Tantas emociones se habían sucedido agitándome en las últimas horas, que apenas podía darme cuenta de cada una de ellas, y me era imposible hacerme cargo de mi extraña y difícil situación.
¡María amenazada de muerte; prometida así por recompensa a mi amor, mediante una ausencia terrible; prometida con la condición de amarla menos; yo obligado a moderar tan poderoso amor, amor adueñado para siempre de todo mi ser, so pena de verla desaparecer de la tierra como una de las beldades fugitivas de mis ensueños, y teniendo que aparecer en adelante ingrato e insensible tal vez a sus ojos, sólo por una conducta que la necesidad y la razón me obligaban a adoptar! Ya no podría yo volver a oírle aquellas confidencias hechas con voz conmovida; mis labios no podrían tocar ni siquiera el extremo de una de sus trenzas.

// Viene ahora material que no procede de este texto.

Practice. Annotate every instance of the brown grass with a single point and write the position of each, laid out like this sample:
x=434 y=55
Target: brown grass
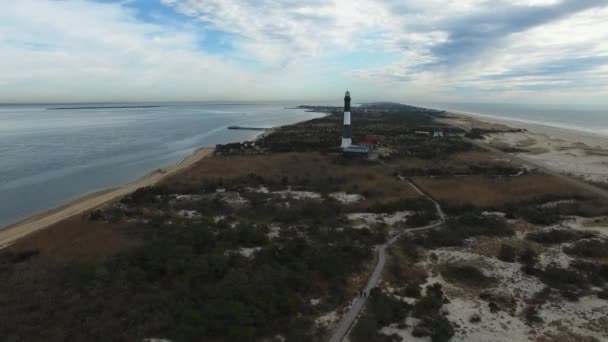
x=359 y=178
x=483 y=191
x=456 y=160
x=73 y=239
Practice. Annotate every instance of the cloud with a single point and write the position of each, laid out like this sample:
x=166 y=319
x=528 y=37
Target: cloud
x=290 y=49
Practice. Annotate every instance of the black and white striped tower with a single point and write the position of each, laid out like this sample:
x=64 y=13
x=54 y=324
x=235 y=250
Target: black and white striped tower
x=346 y=137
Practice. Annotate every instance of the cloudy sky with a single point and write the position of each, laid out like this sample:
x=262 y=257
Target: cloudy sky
x=520 y=51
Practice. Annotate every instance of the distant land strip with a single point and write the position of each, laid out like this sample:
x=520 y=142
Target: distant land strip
x=101 y=107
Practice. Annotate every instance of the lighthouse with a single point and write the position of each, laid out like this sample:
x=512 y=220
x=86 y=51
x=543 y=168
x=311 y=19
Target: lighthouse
x=346 y=134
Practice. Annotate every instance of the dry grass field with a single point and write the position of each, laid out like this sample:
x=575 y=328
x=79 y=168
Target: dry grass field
x=484 y=192
x=73 y=239
x=350 y=177
x=459 y=160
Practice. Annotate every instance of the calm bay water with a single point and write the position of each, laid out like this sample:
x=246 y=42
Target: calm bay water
x=49 y=157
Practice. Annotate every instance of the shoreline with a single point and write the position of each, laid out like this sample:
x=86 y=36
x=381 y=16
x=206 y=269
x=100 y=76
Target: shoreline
x=513 y=122
x=10 y=233
x=575 y=153
x=13 y=232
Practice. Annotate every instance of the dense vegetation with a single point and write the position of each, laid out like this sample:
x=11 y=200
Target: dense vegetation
x=190 y=282
x=457 y=230
x=381 y=310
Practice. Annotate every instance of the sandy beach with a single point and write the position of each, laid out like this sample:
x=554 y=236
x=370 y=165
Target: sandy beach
x=575 y=153
x=18 y=230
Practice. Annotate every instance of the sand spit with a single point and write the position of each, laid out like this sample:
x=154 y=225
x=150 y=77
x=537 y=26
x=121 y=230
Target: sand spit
x=18 y=230
x=577 y=153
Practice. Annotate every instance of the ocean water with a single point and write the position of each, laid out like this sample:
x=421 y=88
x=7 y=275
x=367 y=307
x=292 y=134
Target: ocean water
x=591 y=119
x=52 y=156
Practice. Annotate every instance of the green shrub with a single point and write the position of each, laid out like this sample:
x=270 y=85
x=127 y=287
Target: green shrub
x=468 y=276
x=592 y=248
x=557 y=236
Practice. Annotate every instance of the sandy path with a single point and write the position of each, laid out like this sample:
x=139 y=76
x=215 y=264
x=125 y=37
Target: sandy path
x=18 y=230
x=350 y=317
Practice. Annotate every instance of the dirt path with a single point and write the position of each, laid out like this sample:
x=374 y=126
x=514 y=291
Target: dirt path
x=349 y=319
x=18 y=230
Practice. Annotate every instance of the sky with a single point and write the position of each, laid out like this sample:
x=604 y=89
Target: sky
x=507 y=51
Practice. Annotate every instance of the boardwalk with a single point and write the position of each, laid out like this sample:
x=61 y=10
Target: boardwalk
x=347 y=321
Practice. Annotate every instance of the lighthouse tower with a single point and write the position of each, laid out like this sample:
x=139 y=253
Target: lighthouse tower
x=346 y=137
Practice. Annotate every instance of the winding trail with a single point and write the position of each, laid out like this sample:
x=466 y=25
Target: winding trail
x=349 y=318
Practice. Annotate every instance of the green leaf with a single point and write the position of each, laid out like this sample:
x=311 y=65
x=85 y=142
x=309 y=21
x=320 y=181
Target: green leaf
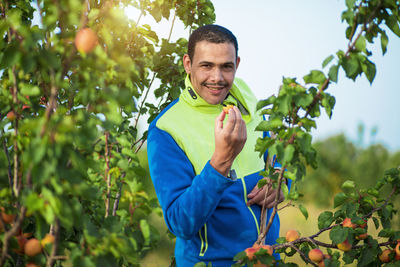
x=288 y=154
x=348 y=185
x=241 y=255
x=350 y=3
x=361 y=44
x=304 y=211
x=263 y=103
x=328 y=101
x=145 y=228
x=327 y=61
x=339 y=199
x=325 y=219
x=269 y=125
x=315 y=76
x=283 y=104
x=30 y=90
x=392 y=23
x=376 y=222
x=11 y=56
x=351 y=66
x=261 y=183
x=384 y=42
x=262 y=144
x=333 y=73
x=339 y=234
x=369 y=70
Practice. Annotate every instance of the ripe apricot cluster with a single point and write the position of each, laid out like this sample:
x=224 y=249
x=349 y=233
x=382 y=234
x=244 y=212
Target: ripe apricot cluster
x=385 y=255
x=252 y=250
x=317 y=256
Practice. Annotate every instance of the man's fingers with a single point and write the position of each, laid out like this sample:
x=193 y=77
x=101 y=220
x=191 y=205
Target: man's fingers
x=231 y=121
x=219 y=121
x=270 y=201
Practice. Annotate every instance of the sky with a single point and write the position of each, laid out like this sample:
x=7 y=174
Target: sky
x=289 y=38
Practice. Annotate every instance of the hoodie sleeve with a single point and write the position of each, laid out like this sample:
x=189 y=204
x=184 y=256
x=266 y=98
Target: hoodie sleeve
x=187 y=199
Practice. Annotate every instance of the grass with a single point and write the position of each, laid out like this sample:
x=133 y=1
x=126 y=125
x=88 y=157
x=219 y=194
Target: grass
x=290 y=218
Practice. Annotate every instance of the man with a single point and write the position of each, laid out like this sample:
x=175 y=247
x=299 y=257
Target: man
x=202 y=160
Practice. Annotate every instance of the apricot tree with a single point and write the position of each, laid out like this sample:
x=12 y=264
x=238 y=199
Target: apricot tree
x=292 y=113
x=75 y=77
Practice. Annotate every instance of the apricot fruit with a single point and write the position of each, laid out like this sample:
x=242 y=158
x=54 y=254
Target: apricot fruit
x=227 y=108
x=268 y=248
x=86 y=40
x=362 y=236
x=48 y=239
x=384 y=256
x=7 y=218
x=32 y=247
x=11 y=115
x=344 y=246
x=250 y=252
x=292 y=235
x=316 y=255
x=347 y=223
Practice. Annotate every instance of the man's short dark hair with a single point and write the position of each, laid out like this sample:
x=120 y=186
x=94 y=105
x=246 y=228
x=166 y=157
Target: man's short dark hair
x=211 y=33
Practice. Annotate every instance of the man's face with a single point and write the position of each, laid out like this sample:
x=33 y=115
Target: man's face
x=212 y=70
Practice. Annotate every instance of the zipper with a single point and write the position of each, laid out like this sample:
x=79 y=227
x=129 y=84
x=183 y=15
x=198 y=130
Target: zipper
x=204 y=241
x=251 y=211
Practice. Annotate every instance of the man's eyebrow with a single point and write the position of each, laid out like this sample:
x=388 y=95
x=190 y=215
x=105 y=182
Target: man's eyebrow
x=206 y=62
x=212 y=63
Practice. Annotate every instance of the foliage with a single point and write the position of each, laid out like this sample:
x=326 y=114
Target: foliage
x=292 y=115
x=69 y=125
x=338 y=160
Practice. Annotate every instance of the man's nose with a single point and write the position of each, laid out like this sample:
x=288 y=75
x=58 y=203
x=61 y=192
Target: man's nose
x=216 y=75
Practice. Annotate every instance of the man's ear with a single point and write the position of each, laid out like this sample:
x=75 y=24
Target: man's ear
x=187 y=64
x=237 y=62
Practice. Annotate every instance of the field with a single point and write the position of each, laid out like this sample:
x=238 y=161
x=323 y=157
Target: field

Mía o de la muerte, entre la muerte y yo, un paso más para acercarme a ella, sería perderla; y dejarla llorar en abandono, era un suplicio superior a mis fuerzas.
¡Corazón cobarde! no fuiste capaz de dejarte consumir por aquel fuego que mal escondido podía agostarla... ¿Dónde está ella ahora, ahora que ya no palpitas; ahora que los días y los años pasan sobre mí sin que sepa yo que te poseo?
Cumpliendo Juan Ángel mis órdenes, llamó a la puerta de mi cuarto al amanecer.
-¿Cómo está la mañana? -le pregunté.
-Mala, mi amo; quiere llover.
-Bueno. Vete a la montaña y dile a José que no me espere hoy.
Cuando abrí la ventana me arrepentí de haber enviado al negrito, quien silbando y tarareando bambucos iba a internarse en la primera mancha de bosque.
Soplaba de la sierra un viento frío y destemplado que sacudía los rosales y mecía los sauces, desviando en su vuelo a una que otra pareja de loros viajeros. Todas las aves, lujo del huerto en las mañanas alegres, callaban, y solamente los pellares revoloteaban en los prados vecinos, saludando con su canto al triste día de invierno.
En breve las montañas desaparecieron bajo el velo ceniciento de una lluvia nutrida, que dejaba oír ya su creciente rumor al acercarse azotando los bosques. A la media hora, turbios y estrepitosos arroyos descendían peinando los pajonales de las laderas del otro lado del río, que acrecentado, tronaba iracundo y se divisaba en las lejanas revueltas amarillento, desbordado y undoso.